From the restructuring and listings of large state-owned H-share companies in the 2000s, to the listing spree of real estate and retail consumer companies fueled by domestic demand in the 2010s; from the 2018 introduction of new listing rules by the Hong Kong Exchanges and Clearing for pre-revenue and pre-profit technology and biotech firms, and the homecoming of US-listed Chinese enterprises, which attracted swathes of biotech and internet technology companies to make their Hong Kong debuts, to the more recent launch of a new listing regime for specialist technology companies alongside the “A+H” dual listing leading the charge in hard tech and new quality productive forces, this marks a new chapter for Hong Kong’s capital market.
Each of these milestones, in the view of Nan Li, the managing director of Tian Yuan Law Firm’s Hong Kong office, vividly reflects the evolution of China’s pillar industries and the dynamic process of industrial upgrading.
In 2019, Nan Li’s team joined the firm, having previously been part of an international law firm. According to Li, the team has proven to the market that Chinese law firms’ Hong Kong branches now deliver comparable quality and capabilities to their international counterparts.
Free from the operational disruptions caused by foreign headquarters’ geopolitically driven restructuring or staff redundancy mandates, the team maintains greater stability in both talent retention and morale.
“As a Chinese law firm, our interests organically align with those of Chinese enterprises,” says Li. “We are not subject to foreign governments’ political correctness or sanctions policies, and we will not encounter situations where clients being placed on a sanctions list leaves us no option but to resign.”
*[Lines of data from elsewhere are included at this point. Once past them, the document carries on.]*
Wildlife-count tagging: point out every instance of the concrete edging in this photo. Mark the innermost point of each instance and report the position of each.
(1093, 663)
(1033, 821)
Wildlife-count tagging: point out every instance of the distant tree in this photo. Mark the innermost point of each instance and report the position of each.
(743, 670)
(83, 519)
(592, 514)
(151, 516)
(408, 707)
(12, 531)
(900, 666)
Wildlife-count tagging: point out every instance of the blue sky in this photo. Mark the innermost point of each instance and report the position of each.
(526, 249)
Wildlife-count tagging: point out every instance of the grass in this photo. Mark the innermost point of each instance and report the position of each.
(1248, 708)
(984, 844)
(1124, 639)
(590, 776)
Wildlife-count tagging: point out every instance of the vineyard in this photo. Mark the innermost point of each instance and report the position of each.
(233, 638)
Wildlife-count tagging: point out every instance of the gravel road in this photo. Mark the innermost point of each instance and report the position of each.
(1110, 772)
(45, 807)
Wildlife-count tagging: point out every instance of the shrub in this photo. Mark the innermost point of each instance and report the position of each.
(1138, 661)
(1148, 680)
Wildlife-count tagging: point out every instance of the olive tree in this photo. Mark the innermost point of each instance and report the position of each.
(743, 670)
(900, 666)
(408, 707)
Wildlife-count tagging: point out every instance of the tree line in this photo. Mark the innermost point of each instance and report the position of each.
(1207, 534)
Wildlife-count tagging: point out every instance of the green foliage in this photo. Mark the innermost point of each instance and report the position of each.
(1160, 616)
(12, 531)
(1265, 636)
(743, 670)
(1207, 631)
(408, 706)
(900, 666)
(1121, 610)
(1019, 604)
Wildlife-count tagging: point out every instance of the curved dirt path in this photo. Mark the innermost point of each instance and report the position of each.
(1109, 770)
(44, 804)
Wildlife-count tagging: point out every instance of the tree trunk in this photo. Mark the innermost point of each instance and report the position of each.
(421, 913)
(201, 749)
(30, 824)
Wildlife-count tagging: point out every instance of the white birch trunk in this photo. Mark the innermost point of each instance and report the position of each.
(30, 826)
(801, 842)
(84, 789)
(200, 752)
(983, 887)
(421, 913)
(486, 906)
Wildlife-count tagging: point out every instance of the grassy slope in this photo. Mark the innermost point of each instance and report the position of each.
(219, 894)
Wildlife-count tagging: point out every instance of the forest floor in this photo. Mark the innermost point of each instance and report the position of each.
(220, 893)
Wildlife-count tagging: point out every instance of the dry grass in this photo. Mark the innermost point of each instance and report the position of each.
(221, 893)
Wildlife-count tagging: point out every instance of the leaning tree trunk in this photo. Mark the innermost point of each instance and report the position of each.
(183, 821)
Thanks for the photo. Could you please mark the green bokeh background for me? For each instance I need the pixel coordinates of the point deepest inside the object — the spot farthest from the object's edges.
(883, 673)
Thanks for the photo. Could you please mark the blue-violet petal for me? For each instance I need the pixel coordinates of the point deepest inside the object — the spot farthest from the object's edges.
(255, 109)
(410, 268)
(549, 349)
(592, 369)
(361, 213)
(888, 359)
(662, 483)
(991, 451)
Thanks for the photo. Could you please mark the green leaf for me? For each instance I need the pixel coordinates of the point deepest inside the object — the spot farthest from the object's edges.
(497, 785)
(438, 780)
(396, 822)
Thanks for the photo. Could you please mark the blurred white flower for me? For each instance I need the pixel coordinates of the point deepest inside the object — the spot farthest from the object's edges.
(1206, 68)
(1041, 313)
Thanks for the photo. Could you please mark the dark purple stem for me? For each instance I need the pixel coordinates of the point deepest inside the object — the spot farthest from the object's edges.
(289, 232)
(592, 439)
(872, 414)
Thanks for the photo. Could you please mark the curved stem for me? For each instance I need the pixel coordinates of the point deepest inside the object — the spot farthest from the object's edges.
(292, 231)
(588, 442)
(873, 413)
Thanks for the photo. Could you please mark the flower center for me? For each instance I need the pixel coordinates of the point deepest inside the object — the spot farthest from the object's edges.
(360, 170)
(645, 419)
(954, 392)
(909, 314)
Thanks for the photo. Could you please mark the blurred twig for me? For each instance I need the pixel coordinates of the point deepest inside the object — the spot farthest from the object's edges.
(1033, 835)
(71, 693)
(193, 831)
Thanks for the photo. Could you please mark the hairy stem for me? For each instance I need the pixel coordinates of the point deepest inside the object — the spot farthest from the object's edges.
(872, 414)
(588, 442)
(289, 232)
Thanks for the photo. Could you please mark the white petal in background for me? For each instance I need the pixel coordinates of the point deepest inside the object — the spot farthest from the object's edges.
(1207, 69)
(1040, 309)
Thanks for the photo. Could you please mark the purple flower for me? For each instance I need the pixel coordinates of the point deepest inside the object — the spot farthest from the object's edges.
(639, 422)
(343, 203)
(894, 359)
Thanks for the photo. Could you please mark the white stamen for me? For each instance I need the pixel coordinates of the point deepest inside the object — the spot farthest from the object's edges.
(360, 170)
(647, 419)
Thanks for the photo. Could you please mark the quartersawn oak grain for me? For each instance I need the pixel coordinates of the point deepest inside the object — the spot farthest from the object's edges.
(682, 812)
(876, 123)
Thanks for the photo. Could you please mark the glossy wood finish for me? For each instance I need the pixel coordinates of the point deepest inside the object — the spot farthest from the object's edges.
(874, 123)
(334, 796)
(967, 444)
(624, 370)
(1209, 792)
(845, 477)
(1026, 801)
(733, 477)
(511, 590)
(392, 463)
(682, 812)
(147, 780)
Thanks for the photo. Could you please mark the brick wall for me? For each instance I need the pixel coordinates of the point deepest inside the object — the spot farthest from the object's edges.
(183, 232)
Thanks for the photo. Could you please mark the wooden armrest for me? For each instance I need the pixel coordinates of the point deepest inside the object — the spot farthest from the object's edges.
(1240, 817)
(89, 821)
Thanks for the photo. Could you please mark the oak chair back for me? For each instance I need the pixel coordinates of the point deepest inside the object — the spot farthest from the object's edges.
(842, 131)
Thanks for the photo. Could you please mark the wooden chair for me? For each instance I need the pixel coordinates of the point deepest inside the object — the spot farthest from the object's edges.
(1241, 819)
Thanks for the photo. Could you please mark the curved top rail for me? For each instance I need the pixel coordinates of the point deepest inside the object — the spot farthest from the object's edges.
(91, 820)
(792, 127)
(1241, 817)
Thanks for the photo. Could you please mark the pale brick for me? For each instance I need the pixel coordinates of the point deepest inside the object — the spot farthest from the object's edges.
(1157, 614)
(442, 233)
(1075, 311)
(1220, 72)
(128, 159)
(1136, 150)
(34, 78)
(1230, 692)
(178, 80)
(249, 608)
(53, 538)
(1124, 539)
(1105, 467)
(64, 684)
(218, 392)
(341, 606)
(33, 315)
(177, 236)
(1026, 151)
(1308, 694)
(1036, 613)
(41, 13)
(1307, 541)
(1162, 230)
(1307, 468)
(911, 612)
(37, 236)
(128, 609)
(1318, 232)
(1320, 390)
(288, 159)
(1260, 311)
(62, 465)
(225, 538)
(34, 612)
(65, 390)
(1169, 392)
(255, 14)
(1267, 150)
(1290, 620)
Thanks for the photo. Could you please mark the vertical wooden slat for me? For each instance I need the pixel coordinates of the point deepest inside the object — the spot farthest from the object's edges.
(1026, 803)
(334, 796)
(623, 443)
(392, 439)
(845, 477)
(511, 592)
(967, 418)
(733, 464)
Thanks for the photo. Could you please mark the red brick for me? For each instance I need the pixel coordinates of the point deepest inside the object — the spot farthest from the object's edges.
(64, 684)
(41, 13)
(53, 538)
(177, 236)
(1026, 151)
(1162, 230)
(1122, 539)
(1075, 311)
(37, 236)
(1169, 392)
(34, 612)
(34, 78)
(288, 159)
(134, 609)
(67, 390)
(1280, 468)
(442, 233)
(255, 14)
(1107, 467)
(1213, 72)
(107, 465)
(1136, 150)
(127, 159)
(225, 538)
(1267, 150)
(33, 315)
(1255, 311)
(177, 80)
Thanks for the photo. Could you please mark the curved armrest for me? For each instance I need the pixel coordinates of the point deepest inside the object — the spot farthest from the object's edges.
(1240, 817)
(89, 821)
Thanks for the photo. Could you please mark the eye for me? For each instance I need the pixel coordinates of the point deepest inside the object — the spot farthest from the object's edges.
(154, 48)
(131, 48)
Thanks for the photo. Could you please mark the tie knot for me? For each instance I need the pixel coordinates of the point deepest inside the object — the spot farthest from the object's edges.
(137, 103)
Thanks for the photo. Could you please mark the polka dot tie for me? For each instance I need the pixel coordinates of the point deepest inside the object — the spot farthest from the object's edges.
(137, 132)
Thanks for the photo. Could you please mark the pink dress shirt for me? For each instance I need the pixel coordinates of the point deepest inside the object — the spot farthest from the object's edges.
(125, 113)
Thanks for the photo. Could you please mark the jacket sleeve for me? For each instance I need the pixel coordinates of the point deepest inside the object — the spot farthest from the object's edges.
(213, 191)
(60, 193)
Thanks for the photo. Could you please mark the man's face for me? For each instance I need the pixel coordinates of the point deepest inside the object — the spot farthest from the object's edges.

Stephen Luo, a partner at Jingtian & Gongcheng in Hong Kong, opines that providing both Hong Kong and foreign legal advice on IPO projects in Hong Kong has become an inevitable choice and strategic imperative for the Hong Kong branches of Chinese law firms.
This essentially aligns with industry trends and meets the surging demand from mainland companies seeking Hong Kong listings. Their core advantage lies in robust cross-border co-ordination capabilities.
By leveraging the resources and platform of their mainland headquarters, these firms can deliver comprehensive legal services spanning both the mainland China and Hong Kong legal systems. Such a seamless service model is something that Hong Kong and international law firms often find challenging to fully replicate.
“As Chinese law firms’ Hong Kong branches continue to enhance their operational capabilities and accumulate experience, the traditional strengths of international law firms are gradually being eroded,” says Luo. “The former’s more competitive fee structures and closer ties with mainland clientele are putting mounting market pressures on the latter.”
Luo adds that the inherent limitations of Hong Kong law firms in meeting the needs of mainland clients and delivering integrated cross-border services have made it more difficult for them to attract clients. “This dynamic is driving a gradual evolution of the legal services landscape in Hong Kong’s capital markets, increasingly favouring players with comprehensive cross-jurisdictional service competencies.”
For Li, Hong Kong’s strategic goal is becoming more pronounced. “Hong Kong is a global financial centre, and it is also China’s global financial hub. The superpower rivalry will be a defining theme throughout the first half of the 21st century, making Hong Kong’s capital markets increasingly critical for Chinese enterprises in their overseas expansion and financing efforts,” says Li.
“The core interests of Chinese companies need to be safeguarded by professional institutions and professionals whose interests are fully aligned with theirs. This is also the very foundation that gives Chinese-funded service organisations such as funds, investment banks and law firms the confidence to thrive in Hong Kong.”